Department of Neurology and Institute of Neurology, Ruijin Hospital, Shanghai Jiao Tong University School of Medicine, Shanghai, China.
Department of Biochemistry and Molecular Cell Biology, Shanghai Key Laboratory for Tumor Microenvironment and Inflammation, Shanghai Jiao Tong University School of Medicine, Shanghai, China.
J Alzheimers Dis. 2024;99(s2):S299-S315. doi: 10.3233/JAD-230314.
Late-onset Alzheimer's disease (LOAD) is the most common type of dementia, but its pathogenesis remains unclear, and there is a lack of simple and convenient early diagnostic markers to predict the occurrence.
Our study aimed to identify diagnostic candidate genes to predict LOAD by machine learning methods.
Three publicly available datasets from the Gene Expression Omnibus (GEO) database containing peripheral blood gene expression data for LOAD, mild cognitive impairment (MCI), and controls (CN) were downloaded. Differential expression analysis, the least absolute shrinkage and selection operator (LASSO), and support vector machine recursive feature elimination (SVM-RFE) were used to identify LOAD diagnostic candidate genes. These candidate genes were then validated in the validation group and clinical samples, and a LOAD prediction model was established.

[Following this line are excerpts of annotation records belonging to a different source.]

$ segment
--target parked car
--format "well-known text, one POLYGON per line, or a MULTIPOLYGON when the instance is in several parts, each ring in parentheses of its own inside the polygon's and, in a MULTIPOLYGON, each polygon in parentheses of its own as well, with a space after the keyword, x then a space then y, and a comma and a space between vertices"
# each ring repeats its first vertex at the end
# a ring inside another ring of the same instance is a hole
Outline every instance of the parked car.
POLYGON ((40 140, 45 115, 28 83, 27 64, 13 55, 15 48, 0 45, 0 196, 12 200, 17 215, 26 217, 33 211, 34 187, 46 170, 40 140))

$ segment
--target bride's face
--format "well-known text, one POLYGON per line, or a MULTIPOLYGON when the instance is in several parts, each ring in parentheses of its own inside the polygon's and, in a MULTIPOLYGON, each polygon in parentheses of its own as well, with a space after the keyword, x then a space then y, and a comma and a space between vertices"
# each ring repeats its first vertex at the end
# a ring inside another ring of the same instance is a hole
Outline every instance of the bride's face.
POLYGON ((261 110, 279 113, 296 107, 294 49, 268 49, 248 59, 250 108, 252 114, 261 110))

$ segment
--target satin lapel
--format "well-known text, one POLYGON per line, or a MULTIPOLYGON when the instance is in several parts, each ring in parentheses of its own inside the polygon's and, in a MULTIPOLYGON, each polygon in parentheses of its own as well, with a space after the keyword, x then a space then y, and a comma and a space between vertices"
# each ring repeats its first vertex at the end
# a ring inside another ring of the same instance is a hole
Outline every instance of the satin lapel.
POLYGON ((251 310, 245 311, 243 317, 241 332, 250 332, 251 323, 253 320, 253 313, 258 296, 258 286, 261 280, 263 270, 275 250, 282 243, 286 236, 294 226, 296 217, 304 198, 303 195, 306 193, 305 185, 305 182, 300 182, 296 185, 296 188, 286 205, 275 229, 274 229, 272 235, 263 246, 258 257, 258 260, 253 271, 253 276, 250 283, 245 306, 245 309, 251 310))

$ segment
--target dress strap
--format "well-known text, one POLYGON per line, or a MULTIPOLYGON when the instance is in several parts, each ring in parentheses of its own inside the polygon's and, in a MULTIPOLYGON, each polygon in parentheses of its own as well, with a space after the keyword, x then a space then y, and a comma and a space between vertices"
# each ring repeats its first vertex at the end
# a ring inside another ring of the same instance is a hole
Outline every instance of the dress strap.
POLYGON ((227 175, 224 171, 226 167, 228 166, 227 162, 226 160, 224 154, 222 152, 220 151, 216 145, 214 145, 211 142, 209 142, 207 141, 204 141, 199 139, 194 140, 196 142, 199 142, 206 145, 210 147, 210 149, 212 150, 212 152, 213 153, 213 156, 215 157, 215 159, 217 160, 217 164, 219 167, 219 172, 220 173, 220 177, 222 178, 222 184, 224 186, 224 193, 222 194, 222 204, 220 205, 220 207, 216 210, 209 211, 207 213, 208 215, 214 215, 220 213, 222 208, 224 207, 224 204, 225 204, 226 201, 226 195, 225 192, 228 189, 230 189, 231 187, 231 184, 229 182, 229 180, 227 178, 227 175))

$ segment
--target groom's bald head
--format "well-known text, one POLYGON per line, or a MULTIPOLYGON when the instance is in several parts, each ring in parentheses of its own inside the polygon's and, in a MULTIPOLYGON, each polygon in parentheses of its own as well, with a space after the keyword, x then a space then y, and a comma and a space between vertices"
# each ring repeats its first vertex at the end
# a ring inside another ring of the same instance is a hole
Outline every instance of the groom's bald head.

LASSO and SVM-RFE analyses identified 3 mitochondria-related genes (MRGs) as candidate genes, including NDUFA1, NDUFS5, and NDUFB3. In the verification of 3 MRGs, the AUC values showed that NDUFA1, NDUFS5 had better predictability. We also verified the candidate MRGs in MCI groups, the AUC values showed good performance. We then used NDUFA1, NDUFS5 and age to build a LOAD diagnostic model and AUC was 0.723. Results of qRT-PCR experiments with clinical blood samples showed that the three candidate genes were expressed significantly lower in the LOAD and MCI groups when compared to CN.
Two mitochondrial-related candidate genes, NDUFA1 and NDUFS5, were identified as diagnostic markers for LOAD and MCI. Combining these two candidate genes with age, a LOAD diagnostic prediction model was successfully constructed.
迟发性阿尔茨海默病(LOAD)是最常见的痴呆类型,但发病机制尚不清楚,也缺乏简单便捷的早期诊断标志物来预测其发生。
本研究旨在通过机器学习方法鉴定诊断候选基因以预测 LOAD。
从基因表达综合数据库(GEO)中下载了 3 个包含 LOAD、轻度认知障碍(MCI)和对照(CN)外周血基因表达数据的公共数据集。采用差异表达分析、最小绝对收缩和选择算子(LASSO)和支持向量机递归特征消除(SVM-RFE)方法鉴定 LOAD 诊断候选基因。然后在验证组和临床样本中验证这些候选基因,并建立 LOAD 预测模型。
LASSO 和 SVM-RFE 分析确定了 3 个与线粒体相关的基因(MRGs)作为候选基因,包括 NDUFA1、NDUFS5 和 NDUFB3。在对 3 个 MRGs 的验证中,AUC 值表明 NDUFA1、NDUFS5 具有更好的预测能力。我们还在 MCI 组中验证了候选的 MRGs,AUC 值显示出良好的性能。然后,我们使用 NDUFA1、NDUFS5 和年龄构建了 LOAD 诊断模型,AUC 为 0.723。临床血液样本 qRT-PCR 实验结果表明,与 CN 相比,LOAD 和 MCI 组中这 3 个候选基因的表达明显降低。
鉴定出 2 个与线粒体相关的候选基因 NDUFA1 和 NDUFS5 可作为 LOAD 和 MCI 的诊断标志物。将这两个候选基因与年龄相结合,成功构建了 LOAD 诊断预测模型。